Using Protein Scaffolds to Redirect Photosynthetic Reducing Power for Biosynthesis of Natural Products

Photosynthesis in plants provides ATP and NADPH as well as carbon sources for primary metabolism. Cytochrome P450 monooxygenases (P450s) in the plant endoplasmic reticulum (ER) are essential in the synthesis of many bioactive natural products, powered by single electron transfers from NADPH. We have recently demonstrated that it is possible to break the evolutionary compartmentalization of energy generation and P450-catalysed biosynthesis, by relocating an entire P450 dependent pathway to the chloroplast and driving the pathway by direct use of the reducing power generated by photosystem I in a light-dependent manner ^[1]. This demonstrates the potential of transferring pathways for structurally complex high-value natural products and directly tapping into the reducing power generated by photosynthesis to drive the P450s using water as the primary electron donor.

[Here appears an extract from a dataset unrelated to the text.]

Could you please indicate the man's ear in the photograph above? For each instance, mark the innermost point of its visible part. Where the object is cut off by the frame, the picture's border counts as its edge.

Current work is directed towards exploring different strategies to optimize channeling of product formation. One approach to ensure co-localization of the enzymes in the thylakoid membrane is the fusion of the enzymes to components of the Twin-arginine translocation pathway – TatB and TatC. These are membrane anchored and have inherent self-organizing properties which will allow us to recruit the enzymes into close proximity and thereby reduce metabolic load. An alternative approach is scaffolding which aims at more efficient channeling of the substrate and intermediates. For this we utilize the protein-protein binding properties of PDZ domains for building a modular synthetic scaffold. These are around 80-90 amino acids and bind to the C-terminus of their target proteins (~10 aa) with different specificity. By making fusion proteins of the required enzymes with the ligand peptides, we can spatially recruit them in a desirable manner. We expect that both strategies should reduce formation of intermediaries, limit cross-talk between signaling pathways, improve substrate channeling and consequently increase product yields.

References

[1]Zygadlo-Nielsen, A. et al. Redirecting Photosynthetic Reducing Power toward Bioactive Natural Product Synthesis. ACS Synth. Biol., 2013, 2 (6), pp 308–315, DOI: 10.1021/sb300128r

Funding from UNIK Center for Synthetic Biology, Interdisciplinary Research Center “bioSYNergy”, and the VILLUM Research Center “Plant Plasticity”, is gratefully acknowledged.